With the robust Indian economy and consequent increase in housing loans vis-a-vis the ambivalent stand of the Government of India ("GOI") on recognizing mortgage insurance and related products to protect the creditors on the occurrence of default by borrowers, the Reserve Bank of India ("RBI") has finally introduced the model of Mortgage Guarantee Companies ("MGC") in India.

A Mortgage guarantee company is essentially a company which primarily transacts the business of providing Mortgage guarantee.

A Mortgage guarantee is basically a guarantee provided by a mortgage guarantee company for repayment of an outstanding housing loan and interest accrued thereupon to the guaranteed amount to a creditor institution on the occurrence of a default by the borrower.
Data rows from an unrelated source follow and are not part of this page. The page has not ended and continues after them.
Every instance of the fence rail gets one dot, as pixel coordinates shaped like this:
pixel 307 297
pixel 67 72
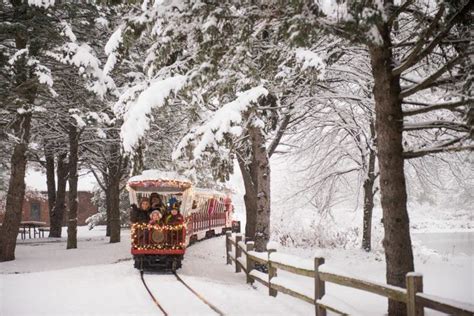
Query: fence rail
pixel 412 296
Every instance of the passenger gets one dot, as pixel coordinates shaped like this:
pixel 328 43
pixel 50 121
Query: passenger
pixel 174 218
pixel 157 204
pixel 156 218
pixel 140 214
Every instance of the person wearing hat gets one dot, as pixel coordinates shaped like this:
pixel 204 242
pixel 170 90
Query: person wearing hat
pixel 141 214
pixel 174 218
pixel 156 218
pixel 157 204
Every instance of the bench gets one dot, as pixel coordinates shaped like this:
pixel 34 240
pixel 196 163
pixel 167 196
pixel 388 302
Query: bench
pixel 41 231
pixel 22 232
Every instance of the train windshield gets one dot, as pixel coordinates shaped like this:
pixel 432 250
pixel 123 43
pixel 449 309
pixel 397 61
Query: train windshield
pixel 169 186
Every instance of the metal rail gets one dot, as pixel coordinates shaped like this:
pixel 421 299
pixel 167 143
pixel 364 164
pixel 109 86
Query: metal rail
pixel 199 295
pixel 151 294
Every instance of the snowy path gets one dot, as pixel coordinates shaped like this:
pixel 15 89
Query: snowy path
pixel 99 279
pixel 166 288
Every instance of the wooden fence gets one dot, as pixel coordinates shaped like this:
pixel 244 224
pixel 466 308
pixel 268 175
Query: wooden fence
pixel 412 296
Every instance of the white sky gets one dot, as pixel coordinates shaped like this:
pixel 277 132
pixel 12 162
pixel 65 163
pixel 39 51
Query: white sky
pixel 36 180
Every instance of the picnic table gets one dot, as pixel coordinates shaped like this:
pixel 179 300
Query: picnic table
pixel 27 226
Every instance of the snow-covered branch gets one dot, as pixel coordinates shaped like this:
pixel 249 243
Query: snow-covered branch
pixel 459 127
pixel 432 107
pixel 137 108
pixel 432 78
pixel 226 120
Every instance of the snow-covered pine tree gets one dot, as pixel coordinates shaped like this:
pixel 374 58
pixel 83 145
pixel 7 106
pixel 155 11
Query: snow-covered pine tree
pixel 441 28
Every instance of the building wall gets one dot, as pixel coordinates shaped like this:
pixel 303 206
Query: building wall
pixel 38 201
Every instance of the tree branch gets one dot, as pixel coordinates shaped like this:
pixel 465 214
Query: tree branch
pixel 428 151
pixel 416 55
pixel 458 127
pixel 433 107
pixel 431 79
pixel 279 134
pixel 399 10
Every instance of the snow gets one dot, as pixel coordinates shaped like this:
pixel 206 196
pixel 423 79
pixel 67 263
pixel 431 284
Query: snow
pixel 110 49
pixel 68 31
pixel 137 110
pixel 41 3
pixel 293 261
pixel 311 59
pixel 460 305
pixel 98 278
pixel 36 181
pixel 222 122
pixel 156 174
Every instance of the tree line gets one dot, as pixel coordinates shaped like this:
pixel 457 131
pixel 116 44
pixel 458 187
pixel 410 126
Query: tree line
pixel 364 86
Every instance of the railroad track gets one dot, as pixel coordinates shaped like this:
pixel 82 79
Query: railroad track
pixel 181 281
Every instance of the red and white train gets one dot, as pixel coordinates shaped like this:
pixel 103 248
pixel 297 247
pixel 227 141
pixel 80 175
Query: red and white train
pixel 206 213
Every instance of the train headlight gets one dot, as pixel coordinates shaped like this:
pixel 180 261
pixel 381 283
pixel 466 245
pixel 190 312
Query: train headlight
pixel 157 236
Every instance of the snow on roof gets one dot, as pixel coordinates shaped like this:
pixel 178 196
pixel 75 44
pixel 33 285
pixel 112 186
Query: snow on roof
pixel 36 180
pixel 208 192
pixel 156 174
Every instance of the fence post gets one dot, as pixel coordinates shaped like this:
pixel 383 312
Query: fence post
pixel 228 246
pixel 271 273
pixel 319 287
pixel 238 253
pixel 414 283
pixel 249 247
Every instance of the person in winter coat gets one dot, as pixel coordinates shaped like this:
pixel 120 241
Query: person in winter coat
pixel 141 214
pixel 157 204
pixel 174 218
pixel 155 218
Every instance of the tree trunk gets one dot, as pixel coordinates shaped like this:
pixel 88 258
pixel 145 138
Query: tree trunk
pixel 107 211
pixel 389 123
pixel 72 197
pixel 16 189
pixel 138 163
pixel 50 181
pixel 259 151
pixel 250 199
pixel 113 186
pixel 114 196
pixel 369 194
pixel 368 202
pixel 57 214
All mortgage guarantee companies are subject to the regulatory supervision of the RBI

The highlights of the latest mortgage guarantee guidelines released by RBI vide its notification dated 15th February, 2008 are as follows:

  1. Mortgage guarantee contracts are required to be tri-partite among the borrower, the creditor and the mortgage guarantee company in the nature of contracts of guarantee as per Indian Contract Act, 1872 and are also required to be irrevocable and unconditional. The guarantee obtained must be free from coercion, undue influence, fraud and misrepresentation.
  2. Mortgage guarantee contracts guarantee the repayment of the principal and interest outstanding in the housing loan account of the borrower, up to the amount of guarantee.
  3. Mortgage guarantee companies are not allowed to carry on insurance business of any nature.
  4. Every foreign investor intending to set-up a mortgage company requires prior approval of the Foreign Investment Promotion Board (FIPB).
  5. A mortgage guarantee company must have a minimum net owned fund of Rs. 1 Billion (US $ 25 Million) before commencing the business of providing mortgage guarantee and the same is subject to be reviewed for enhancement every 3 years.

Mortgage Guarantee Companies are also required to maintain a capital adequacy ratio of (10%) of its aggregate risk weighted assets of on balance sheet and of risk adjusted value of off-balance sheet items or any other percentage that may be prescribed by the RBI for this purpose, from time to time.

Mortgage guarantee companies prior to offering mortgage guarantees are required to conduct a detailed due-diligence in order to satisfy itself :

  1. The validity of the security on the guaranteed loan.
  2. The credit worthiness of the borrower, title to the property and marketability of the property.
  3. That the creditor has verified the use of the land on which a house or residential property is constructed or proposed to be constructed.
  4. That the creditor has verified and obtained a copy of the permission obtained by the borrower from the proper authorities for the purpose of construction of the house; and
  5. That the loan granted by the creditor is not more than 90% of the value of the property.

It would be interesting to see how the Indian market accepts and adopts the RBI mortgage guarantee guidelines / regulations and whether similar insurance products would be introduced or not by the Indian Insurance Regulator in the near future.